While there’s absolutely nothing wrong with spirituality, the combination of neuroscience (increase in serotonin etc.) and what we know about the value of good therapy certainly elevates this practice beyond merely a “new age” gimmick.
Such misconceptions trivialise a legitimate form of therapy, and this trivialisation could put people off accessing something which could actually help them.
Part of the awareness-raising work of a professional association could involve legitimising outdoor therapy and presenting it as a viable option for people who may be otherwise put off other forms of therapy.
The association may even be able to invest in research to provide more evidence about the effectiveness of outdoor therapy.
This research could be used not only as the basis of an awareness-raising campaign but also to inform training and guidelines as recommended by Revell & McLeod.
Lack of Proper Training and Safeguarding
As discussed earlier, outside of a handful of CPDs, there’s not much training for therapists working outdoors.
Technically anyone could run a course teaching you about outdoor therapy but it would always be optional.
I don’t know about you, but I find it weird that I could qualify as a counsellor on a Friday and start “Walk and Talk” the following Monday with no practical experience or accreditation.
Throughout my research, I got the impression that the attitude of the counselling profession seems to be that no real training is needed and that good old-fashioned common sense would suffice.
I have to keep my own inexperience in mind here and consider that they may be right and I may be wrong, but as a student counsellor, it just seems baffling that very little exists on how to ensure the same kind of meaningful therapeutic experiences outdoors that you’d get indoors.

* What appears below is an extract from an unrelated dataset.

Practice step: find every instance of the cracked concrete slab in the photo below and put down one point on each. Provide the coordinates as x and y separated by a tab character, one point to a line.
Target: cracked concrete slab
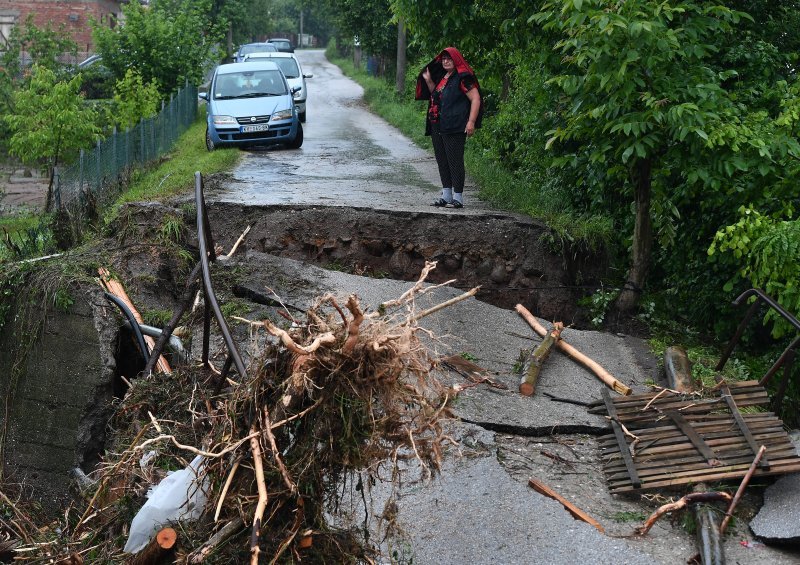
778	521
493	337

This got me thinking that professional association could help to formalize an approach — maybe even devise a formal qualification.

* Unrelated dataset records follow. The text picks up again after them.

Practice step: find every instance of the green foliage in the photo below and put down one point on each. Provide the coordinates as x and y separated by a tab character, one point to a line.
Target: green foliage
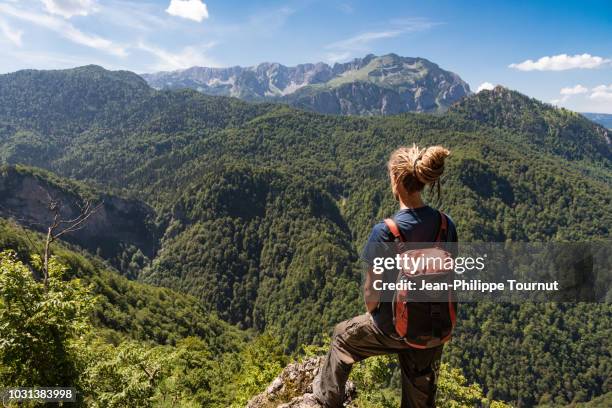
265	208
372	377
260	362
40	324
454	392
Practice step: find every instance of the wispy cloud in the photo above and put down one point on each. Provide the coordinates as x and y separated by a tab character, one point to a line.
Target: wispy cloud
485	86
602	92
362	42
13	35
64	29
574	90
190	9
346	8
70	8
562	62
188	57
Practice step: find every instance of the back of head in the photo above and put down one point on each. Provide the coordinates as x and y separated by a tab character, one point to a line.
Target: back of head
414	168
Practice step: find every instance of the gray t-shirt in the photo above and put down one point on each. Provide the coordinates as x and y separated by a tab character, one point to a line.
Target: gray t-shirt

It could arm therapists with the skills, practical experience, and knowledge they need to deliver walk and talk safely, effectively, and ethically.

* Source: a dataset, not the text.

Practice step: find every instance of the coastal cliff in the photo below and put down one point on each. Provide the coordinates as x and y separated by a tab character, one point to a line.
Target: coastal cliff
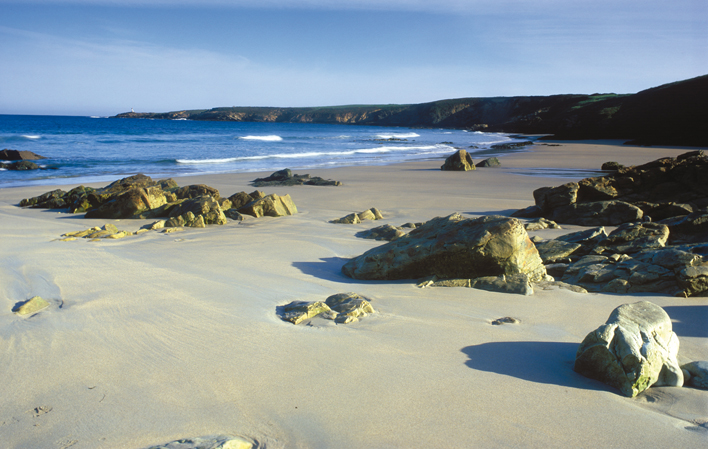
671	114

What’s more, a formal approach to training could help to further legitimize “Walk and Talk” therapy and other outdoor therapies in the eyes of clients and thus present is as a viable option for those who may be put off traditional “in-room” therapy.
I still believe that “Walk and Talk” therapy is a legitimate way to help people that can prove incredibly beneficial.
However, it isn’t given same kind of legitimacy or serious consideration as other therapeutic approaches.
Even practicing therapists seemed to have a very relaxed attitude towards it while the industry’s most recognisable professional body didn’t seem to take it too seriously until it was absolutely necessary.
Ultimately, all of this left me with a feeling that, as invaluable as outdoor therapy can be, there simply isn’t enough out there to help therapists deliver it safely, ethically, and above all, effectively.
Of course, there’s an insecure part of me that wonders if I’ve got this all wrong. I have to acknowledge my own inexperience and respect that those who got here before me must surely know what they’re talking about, but it’s this very same inexperience -coupled with a determination that if I’m going to do this, I’m going to do it properly- that led me to the conclusion that there really needs to be more out there for outdoor therapists.
It just doesn’t sit right with me that somebody with no prior experience could set up shop as an outdoor therapist armed with little more than common sense and an umbrella, especially when what may be common sense to you may not be to me, and vice versa.
This is why I feel strongly that outdoor therapies could benefit from their own professional body, or at least better represenation and support from bodies such as the BACP.
At the very least, such an organisation could work to legitimise the therapeutic approach and present it as a viable alternative for clients.
At most, it could ensure that therapists are equipped with exactly what they need to ensure that those clients are able to engage in truly meaningful therapy which is surely the whole point of what we do, is it not?